The plant was declared to the UN nuclear watchdog only a week ago, after Tehran learnt of the foreign surveillance and decided to pre-empt its exposure with a cryptic note to the agency saying it was a “pilot plant”.

On Thursday Western officials will demand that Iran allow inspectors access to the site and the personnel who worked on it “within weeks”. American intelligence agencies estimate that the plant is designed to house 3,000 centrifuges, far too few to be used for energy production but enough to produce about one bomb’s worth of material a year…

…Iran’s military began test-firing short-range missiles [Sunday] in a show of strength demonstrating its preparedness to see off any military threat. That threat most likely comes from Israel, which has been restrained from carrying out strikes by Washington and remains impatient to do so. Today the air force will test fire the Shahab-3, a medium-range missile capable of hitting Israel and the weapon that Western intelligence agencies believe that Tehran has been modifying to carry a nuclear warhead.

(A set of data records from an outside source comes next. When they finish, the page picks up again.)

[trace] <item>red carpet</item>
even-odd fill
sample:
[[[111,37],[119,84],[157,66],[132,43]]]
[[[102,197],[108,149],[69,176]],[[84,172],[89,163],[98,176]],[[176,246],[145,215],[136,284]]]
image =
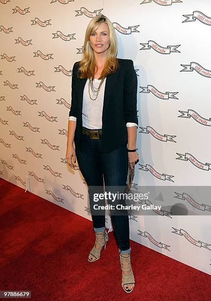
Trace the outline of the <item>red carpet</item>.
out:
[[[210,275],[132,241],[136,287],[126,294],[113,232],[89,263],[91,222],[2,179],[0,191],[0,290],[39,301],[211,300]]]

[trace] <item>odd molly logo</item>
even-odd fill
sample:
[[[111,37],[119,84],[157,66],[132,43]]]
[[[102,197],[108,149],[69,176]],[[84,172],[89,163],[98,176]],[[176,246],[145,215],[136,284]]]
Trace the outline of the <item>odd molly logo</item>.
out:
[[[55,200],[55,201],[57,201],[57,202],[59,202],[60,203],[63,203],[63,204],[64,204],[64,202],[63,202],[63,199],[61,199],[59,197],[57,197],[51,190],[47,190],[46,189],[46,193],[47,194],[50,194],[50,195],[51,195],[51,196],[52,196]]]
[[[167,141],[171,141],[171,142],[176,142],[175,140],[173,140],[172,138],[176,137],[176,136],[172,136],[171,135],[166,135],[164,134],[164,135],[161,135],[157,133],[152,127],[151,126],[148,126],[147,127],[142,127],[140,126],[142,130],[139,132],[143,134],[151,134],[153,137],[155,138],[158,140],[160,141],[163,141],[167,142]]]
[[[193,110],[188,110],[187,112],[185,111],[179,111],[182,113],[181,115],[180,115],[178,117],[181,118],[190,118],[192,117],[195,121],[197,121],[200,124],[207,125],[207,126],[211,126],[211,118],[206,119],[204,117],[200,116],[195,111]]]
[[[26,100],[30,104],[36,104],[36,102],[37,101],[36,99],[30,100],[26,95],[24,95],[24,96],[21,95],[21,100]]]
[[[46,27],[47,25],[51,25],[51,23],[49,23],[51,19],[49,20],[46,20],[44,21],[41,21],[39,18],[35,18],[34,20],[31,20],[32,24],[31,25],[35,25],[36,24],[38,24],[41,27]]]
[[[175,234],[178,234],[178,235],[181,235],[181,236],[183,236],[188,241],[191,242],[196,246],[198,246],[200,248],[205,248],[206,249],[209,250],[209,251],[211,251],[211,249],[208,247],[209,246],[211,246],[211,244],[207,243],[206,242],[204,242],[201,241],[196,241],[196,240],[191,237],[190,235],[189,235],[188,233],[185,231],[183,229],[178,230],[176,228],[174,228],[174,227],[172,227],[172,228],[175,230],[175,231],[172,231],[172,233],[175,233]]]
[[[30,176],[32,176],[38,182],[40,182],[40,183],[45,183],[44,179],[39,178],[33,172],[29,171],[29,173]]]
[[[161,209],[160,208],[159,209],[159,207],[161,207],[161,206],[156,206],[154,205],[149,200],[140,200],[140,202],[138,202],[138,204],[141,204],[142,205],[146,205],[147,207],[149,207],[149,209],[151,209],[154,212],[156,213],[157,214],[159,215],[161,215],[162,216],[164,216],[164,215],[167,216],[168,217],[170,217],[170,218],[172,218],[172,217],[170,216],[170,214],[172,214],[171,212],[169,212],[168,211],[166,211],[165,210],[163,210],[163,209]],[[158,208],[157,209],[157,207]]]
[[[47,139],[41,139],[41,143],[42,144],[47,144],[49,148],[54,150],[60,150],[59,146],[51,144]]]
[[[19,44],[21,43],[22,45],[24,46],[29,46],[29,45],[32,45],[31,43],[32,40],[27,40],[26,41],[24,41],[22,38],[18,37],[17,39],[15,39],[16,41],[15,44]]]
[[[161,46],[154,41],[150,40],[148,43],[140,43],[141,45],[143,45],[143,47],[140,49],[140,50],[148,50],[151,48],[154,49],[155,51],[161,54],[170,54],[172,52],[179,52],[180,51],[177,50],[180,45],[176,45],[175,46],[168,46],[167,47]]]
[[[34,56],[33,56],[34,58],[36,57],[40,57],[43,60],[50,60],[50,59],[52,59],[52,60],[53,60],[53,58],[52,58],[52,56],[54,54],[53,53],[44,55],[42,53],[42,52],[40,51],[40,50],[37,50],[37,51],[34,52]]]
[[[182,193],[179,193],[174,191],[174,193],[176,194],[176,195],[174,197],[176,199],[179,199],[180,200],[183,200],[184,201],[187,201],[193,207],[196,208],[198,210],[201,210],[202,211],[211,211],[211,206],[209,206],[206,204],[200,204],[195,201],[187,193],[182,192]]]
[[[21,184],[23,185],[24,186],[26,186],[26,182],[25,182],[23,180],[22,180],[21,178],[19,177],[19,176],[15,176],[15,179],[21,182]]]
[[[50,117],[44,111],[42,111],[42,112],[39,112],[39,116],[45,117],[45,118],[47,119],[47,120],[48,120],[48,121],[50,121],[52,122],[55,121],[57,121],[57,122],[58,122],[57,120],[57,117],[53,117],[52,116]]]
[[[79,10],[75,10],[75,11],[77,13],[77,15],[75,15],[75,17],[77,17],[78,16],[82,16],[83,14],[89,18],[94,18],[96,16],[102,16],[102,14],[100,13],[100,12],[103,9],[103,8],[101,8],[101,9],[96,9],[92,12],[89,11],[85,7],[81,7],[81,9]]]
[[[124,28],[121,26],[121,25],[120,25],[120,24],[118,24],[118,23],[114,22],[113,23],[113,26],[117,30],[123,34],[130,34],[132,32],[140,32],[140,31],[136,30],[137,28],[138,27],[139,25],[128,26],[128,28]]]
[[[59,65],[59,67],[54,67],[56,69],[55,72],[60,72],[61,71],[62,73],[65,74],[65,75],[67,75],[67,76],[72,76],[72,70],[66,70],[61,65]]]
[[[150,164],[146,164],[146,165],[142,165],[142,164],[139,165],[141,166],[141,168],[139,168],[139,169],[141,170],[143,170],[144,171],[149,171],[151,173],[153,176],[158,179],[159,180],[163,180],[165,181],[166,180],[168,181],[171,181],[172,182],[174,182],[174,181],[171,179],[171,178],[173,178],[174,176],[170,176],[169,175],[166,175],[166,174],[160,174],[158,172],[156,171],[153,167],[150,165]]]
[[[140,4],[145,4],[147,3],[151,3],[153,1],[156,4],[163,6],[167,6],[171,5],[174,3],[181,3],[182,1],[181,0],[143,0]]]
[[[184,67],[184,69],[181,70],[180,71],[181,72],[193,71],[195,70],[195,71],[199,73],[200,75],[205,76],[206,77],[211,78],[211,71],[210,70],[205,69],[201,66],[201,65],[194,61],[191,62],[190,65],[182,65],[181,64],[181,66]]]
[[[3,119],[1,119],[0,117],[0,122],[1,122],[1,123],[3,124],[4,125],[5,125],[6,124],[8,125],[8,120],[3,120]]]
[[[76,38],[73,37],[75,33],[70,33],[65,35],[60,30],[57,30],[55,33],[52,33],[54,36],[53,37],[52,39],[56,39],[57,38],[60,37],[63,41],[70,41],[70,40],[75,40]]]
[[[148,85],[147,87],[140,87],[140,88],[143,90],[141,91],[140,93],[150,93],[151,92],[156,97],[161,99],[169,99],[169,98],[178,99],[174,96],[176,94],[179,93],[178,92],[160,92],[151,85]]]
[[[44,90],[47,91],[48,92],[51,92],[51,91],[54,91],[54,92],[56,92],[56,90],[54,89],[55,88],[55,86],[49,86],[49,87],[47,87],[47,86],[46,86],[45,84],[43,84],[42,82],[36,83],[36,84],[37,85],[37,86],[36,86],[36,88],[42,88]]]
[[[13,32],[13,30],[12,30],[12,27],[9,27],[6,29],[5,27],[3,26],[3,25],[0,26],[0,31],[3,31],[5,33],[9,33],[9,32]]]
[[[18,156],[18,155],[16,153],[13,153],[12,154],[12,157],[13,158],[15,158],[16,159],[17,159],[18,160],[18,161],[19,161],[19,162],[20,162],[20,163],[22,163],[22,164],[26,164],[27,165],[27,161],[26,160],[24,160],[23,159],[21,159],[20,158],[19,158],[19,157]]]
[[[208,17],[201,11],[195,10],[193,12],[191,15],[182,15],[182,16],[186,18],[185,20],[182,21],[182,23],[184,22],[192,22],[198,20],[204,24],[211,25],[211,18]]]
[[[7,81],[7,80],[5,82],[4,82],[4,86],[8,86],[9,88],[11,88],[11,89],[18,89],[17,84],[10,84],[9,81]]]
[[[0,118],[0,120],[1,119]],[[0,138],[0,143],[2,143],[2,145],[5,147],[5,148],[9,148],[10,149],[11,149],[11,144],[9,144],[9,143],[6,143],[6,142],[5,141],[4,141],[4,140]]]
[[[13,14],[18,12],[20,15],[26,15],[27,13],[30,12],[29,11],[29,9],[30,7],[27,7],[27,8],[24,8],[24,9],[22,9],[20,8],[18,6],[16,6],[15,8],[13,8],[12,10],[13,11]]]
[[[7,2],[10,2],[10,0],[0,0],[0,2],[2,4],[6,4]]]
[[[42,155],[41,153],[35,152],[34,151],[34,150],[32,150],[32,149],[31,149],[31,148],[26,148],[26,149],[27,149],[27,151],[32,153],[32,155],[36,158],[41,158],[41,159],[42,159],[42,157],[41,157]]]
[[[6,59],[6,60],[9,62],[12,61],[13,60],[16,61],[15,60],[15,57],[8,57],[5,53],[3,54],[3,55],[1,55],[0,56],[1,57],[1,60]]]
[[[70,109],[71,104],[68,103],[64,98],[60,98],[60,99],[57,99],[57,104],[63,104],[66,108]]]
[[[62,178],[61,177],[61,174],[58,173],[58,172],[54,171],[53,169],[49,166],[49,165],[44,165],[44,168],[45,170],[49,170],[50,172],[55,177],[59,177],[59,178]]]
[[[176,160],[183,160],[183,161],[188,161],[192,163],[196,167],[200,168],[200,169],[203,169],[204,170],[208,171],[211,169],[211,164],[209,163],[202,163],[198,161],[196,158],[195,158],[191,154],[185,152],[184,154],[182,153],[176,153],[180,156],[179,158],[176,158]]]
[[[159,242],[156,240],[155,240],[151,234],[149,232],[147,232],[147,231],[141,231],[140,230],[138,229],[138,231],[139,231],[140,233],[138,233],[138,235],[141,235],[144,237],[146,237],[148,238],[149,241],[152,242],[158,248],[161,248],[161,249],[166,249],[166,250],[168,250],[168,251],[170,251],[170,250],[168,248],[168,247],[170,247],[170,245],[168,245],[168,244],[166,244],[165,243],[163,243],[163,242]]]
[[[14,170],[14,166],[10,165],[5,160],[1,160],[1,164],[4,164],[8,169]]]
[[[6,107],[7,111],[10,111],[12,113],[13,113],[14,115],[21,115],[21,111],[17,111],[17,110],[14,110],[12,107],[9,106],[9,107]]]
[[[21,67],[21,68],[18,68],[18,73],[19,72],[24,72],[24,73],[25,74],[26,74],[26,75],[27,75],[28,76],[30,76],[31,75],[35,75],[35,74],[34,74],[34,70],[32,70],[32,71],[27,71],[26,70],[26,69],[24,68],[24,67]]]
[[[84,200],[83,198],[82,198],[83,194],[81,194],[80,193],[78,193],[78,192],[75,192],[75,191],[71,188],[71,187],[69,186],[69,185],[63,185],[64,186],[63,189],[68,190],[70,191],[73,195],[75,196],[76,198],[80,198],[80,199],[82,199]]]
[[[26,127],[29,127],[29,128],[30,128],[31,131],[32,131],[32,132],[39,132],[39,133],[40,133],[40,131],[39,130],[39,127],[35,127],[35,126],[32,126],[32,125],[31,125],[30,123],[28,121],[27,121],[26,122],[24,122],[24,126],[25,126]]]
[[[74,0],[52,0],[51,3],[55,3],[55,2],[59,2],[61,4],[68,4],[69,2],[72,2]]]
[[[17,134],[15,133],[14,131],[9,131],[9,134],[12,135],[12,136],[14,136],[15,138],[16,138],[16,139],[18,139],[18,140],[24,140],[23,136],[19,136],[18,135],[17,135]]]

Brigadier General Hossein Salami, air force commander of the Revolutionary Guards, said of the firings: “This exercise has a message of friendship for friendly countries. For greedy countries that seek to intimidate us, the message is that we are capable of a prompt and crushing response.”…

…With Mr Obama’s tougher stance and Thursday’s deadline, the strategy of diplomatic engagement appears to be coming to an end. Hopes now lie in gathering Security Council backing for tough new sanctions on Iran. President Medvedev of Russia conceded that while he believed that sanctions were rarely productive, “in some cases, they are inevitable”. China has registered deep concern at the revelations.